Modeling Calcite Dissolution in a Rotation Disk Reaction Vessel

Speaker: Camelia Yazdani

The carbonate system is one of the most complex and widely present chemical systems in the nature. The kinetics of calcite dissolution/ precipitation in CO2- water is also a long-standing problem for numerous models and research projects; because of the important role, it plays in so many natural and industrial processes from karst formation to oil sand extraction. In this talk, I will discuss the underlying chemistry of the system and the hydrodynamic condition of the environment; the ultimate goal of this work is to estimate the rate of dissolution as a function of calcium concentration, which depends on the ion composition of bulk solution. The wide variability in the reaction rates over many orders of magnitude allow for modeling the slowly evolving species with a set of convective-reaction-diffusive equations, then equilibrium conditions are used to solve for the fast reacting species.
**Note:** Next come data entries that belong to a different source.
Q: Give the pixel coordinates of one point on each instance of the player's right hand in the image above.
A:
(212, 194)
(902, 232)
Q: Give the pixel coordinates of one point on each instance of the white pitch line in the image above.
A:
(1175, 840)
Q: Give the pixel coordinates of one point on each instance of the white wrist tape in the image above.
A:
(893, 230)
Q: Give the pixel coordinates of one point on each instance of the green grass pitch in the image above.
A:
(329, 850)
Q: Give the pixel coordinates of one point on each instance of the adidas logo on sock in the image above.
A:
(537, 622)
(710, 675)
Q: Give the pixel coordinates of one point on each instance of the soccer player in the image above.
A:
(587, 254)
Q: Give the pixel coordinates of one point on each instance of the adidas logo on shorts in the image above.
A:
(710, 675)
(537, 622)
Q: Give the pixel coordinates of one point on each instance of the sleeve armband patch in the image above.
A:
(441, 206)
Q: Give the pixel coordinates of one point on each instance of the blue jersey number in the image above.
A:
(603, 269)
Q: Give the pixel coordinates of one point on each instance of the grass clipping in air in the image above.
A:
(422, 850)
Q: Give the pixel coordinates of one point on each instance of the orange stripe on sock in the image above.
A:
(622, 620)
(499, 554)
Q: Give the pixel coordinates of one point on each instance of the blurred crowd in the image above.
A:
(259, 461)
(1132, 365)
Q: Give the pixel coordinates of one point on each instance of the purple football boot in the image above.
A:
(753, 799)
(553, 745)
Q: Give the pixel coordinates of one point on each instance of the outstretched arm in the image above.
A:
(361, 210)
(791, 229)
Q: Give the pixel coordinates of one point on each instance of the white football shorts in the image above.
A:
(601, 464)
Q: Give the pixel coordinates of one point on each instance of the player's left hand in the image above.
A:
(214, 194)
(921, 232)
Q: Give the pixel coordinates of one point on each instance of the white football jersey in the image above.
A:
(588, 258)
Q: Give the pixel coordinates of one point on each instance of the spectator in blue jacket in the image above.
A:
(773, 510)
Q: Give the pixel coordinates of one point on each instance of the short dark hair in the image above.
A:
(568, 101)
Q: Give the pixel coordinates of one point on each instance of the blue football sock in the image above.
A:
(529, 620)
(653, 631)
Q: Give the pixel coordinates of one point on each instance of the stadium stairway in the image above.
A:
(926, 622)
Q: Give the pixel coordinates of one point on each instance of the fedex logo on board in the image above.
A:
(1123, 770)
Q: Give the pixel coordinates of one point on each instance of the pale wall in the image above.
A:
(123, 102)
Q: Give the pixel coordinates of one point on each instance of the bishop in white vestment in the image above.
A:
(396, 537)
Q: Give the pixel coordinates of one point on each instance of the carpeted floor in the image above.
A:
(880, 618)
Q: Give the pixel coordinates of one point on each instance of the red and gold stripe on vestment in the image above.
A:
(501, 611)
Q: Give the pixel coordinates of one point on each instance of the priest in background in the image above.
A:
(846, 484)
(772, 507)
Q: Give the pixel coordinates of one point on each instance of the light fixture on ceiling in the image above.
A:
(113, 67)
The dissolution surface defines a moving boundary, which is governed by a Stefan condition. Analyzing the effect of changes CO2 partial pressure on the system and dissolution surface reactions leads to identifying regions that are distinct for the dominate existing ion species and are affected by changes in partial pressure, temperature, and initial H+ concentration. The purposed model has the advantage of reproducing the observed behavior as an interconnected system between the dissolving surface and the bulk without the need to introduce additional reactions occurring at the reacting surface.